Pommier noted that her lab is always interested in philanthropic support from those who are interested in helping to advance a deeper understanding of planetary interiors.

 

Why Mercury Still Matters

The planet Mercury on a black background. This colorful view of Mercury was produced by using images from the color base map imaging campaign during MESSENGER's primary mission. NASA/Johns Hopkins University Applied Physics Laboratory/Carnegie Science
This enhanced-color image of Mercury reveals the planet’s complex surface geology. Captured during MESSENGER’s primary mission, the colors highlight differences in rock composition and texture that aren’t visible to the human eye. Light blues and whites trace fresh crater rays, dark blues mark low-reflectance material likely rich in opaque minerals, and tan areas show ancient lava plains—clues to a volcanic past scientists are still working to decode. (Credit: NASA/Johns Hopkins University Applied Physics Laboratory/Carnegie Science)

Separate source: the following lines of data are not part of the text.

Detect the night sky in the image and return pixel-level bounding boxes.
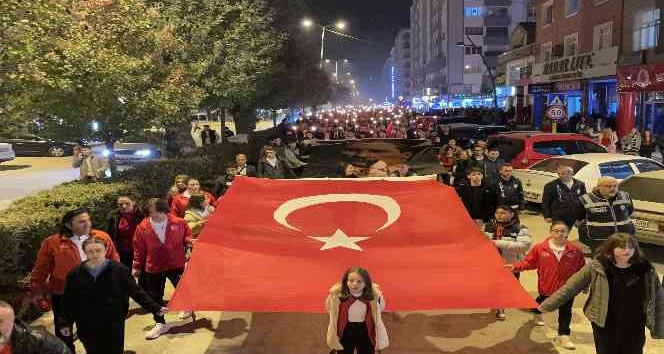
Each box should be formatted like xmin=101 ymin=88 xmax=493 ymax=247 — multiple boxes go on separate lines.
xmin=307 ymin=0 xmax=412 ymax=100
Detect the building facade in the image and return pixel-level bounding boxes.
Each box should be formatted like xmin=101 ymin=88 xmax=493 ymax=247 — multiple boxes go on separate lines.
xmin=411 ymin=0 xmax=529 ymax=107
xmin=528 ymin=0 xmax=623 ymax=127
xmin=617 ymin=0 xmax=664 ymax=135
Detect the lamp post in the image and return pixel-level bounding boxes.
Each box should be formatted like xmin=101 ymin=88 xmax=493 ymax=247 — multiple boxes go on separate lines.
xmin=302 ymin=19 xmax=347 ymax=69
xmin=457 ymin=35 xmax=498 ymax=109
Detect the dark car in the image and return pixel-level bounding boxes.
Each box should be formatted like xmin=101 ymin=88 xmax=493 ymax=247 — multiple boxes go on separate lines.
xmin=0 ymin=134 xmax=76 ymax=157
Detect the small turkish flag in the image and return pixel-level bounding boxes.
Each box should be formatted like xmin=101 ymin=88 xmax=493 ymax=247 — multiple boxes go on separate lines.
xmin=169 ymin=177 xmax=537 ymax=312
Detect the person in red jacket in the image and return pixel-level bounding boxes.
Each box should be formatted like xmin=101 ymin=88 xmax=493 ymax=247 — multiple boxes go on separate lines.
xmin=507 ymin=221 xmax=586 ymax=349
xmin=171 ymin=177 xmax=217 ymax=218
xmin=132 ymin=198 xmax=194 ymax=339
xmin=30 ymin=208 xmax=120 ymax=353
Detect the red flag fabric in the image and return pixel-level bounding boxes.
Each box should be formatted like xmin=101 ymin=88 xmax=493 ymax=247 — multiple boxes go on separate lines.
xmin=169 ymin=177 xmax=537 ymax=313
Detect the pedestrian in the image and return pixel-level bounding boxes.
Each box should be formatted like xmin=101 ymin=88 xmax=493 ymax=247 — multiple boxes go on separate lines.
xmin=639 ymin=130 xmax=655 ymax=159
xmin=508 ymin=220 xmax=586 ymax=350
xmin=493 ymin=163 xmax=523 ymax=211
xmin=61 ymin=236 xmax=168 ymax=354
xmin=620 ymin=128 xmax=642 ymax=156
xmin=171 ymin=177 xmax=217 ymax=218
xmin=599 ymin=127 xmax=618 ymax=154
xmin=131 ymin=198 xmax=194 ymax=339
xmin=452 ymin=150 xmax=470 ymax=187
xmin=256 ymin=145 xmax=286 ymax=179
xmin=30 ymin=208 xmax=120 ymax=353
xmin=325 ymin=267 xmax=389 ymax=354
xmin=184 ymin=193 xmax=214 ymax=238
xmin=201 ymin=124 xmax=218 ymax=146
xmin=235 ymin=154 xmax=256 ymax=177
xmin=167 ymin=175 xmax=189 ymax=205
xmin=71 ymin=145 xmax=110 ymax=182
xmin=542 ymin=165 xmax=586 ymax=230
xmin=539 ymin=233 xmax=664 ymax=354
xmin=577 ymin=176 xmax=636 ymax=251
xmin=0 ymin=300 xmax=74 ymax=354
xmin=484 ymin=205 xmax=532 ymax=321
xmin=456 ymin=167 xmax=495 ymax=226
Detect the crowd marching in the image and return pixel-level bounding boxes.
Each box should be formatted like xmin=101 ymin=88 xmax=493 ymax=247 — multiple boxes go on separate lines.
xmin=0 ymin=107 xmax=664 ymax=354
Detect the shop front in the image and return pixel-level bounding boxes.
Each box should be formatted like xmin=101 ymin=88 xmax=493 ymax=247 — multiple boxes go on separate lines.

In a universe full of rocky planets, the one that breaks all rules might be the key to understanding them all.

As astronomers discover more rocky worlds around distant stars, Mercury serves as a crucial benchmark—close enough to study, yet alien enough to challenge our ideas about how planets form and evolve.

“Mercury is so off—it has this huge core, weird chemistry, and a magnetic field that doesn’t quite add up,” Pommier said. “In a way, it’s like an exoplanet in our own backyard.”

And with BepiColombo on the way, scientists are gearing up for a new wave of discoveries. Experiments like Pommier’s will be essential for interpreting what the mission finds.

“Once the data arrive, we’ll have something to compare it all to. The new field observations will guide new experiments, building a feedback loop between lab and space.”

In other words, the work is just beginning.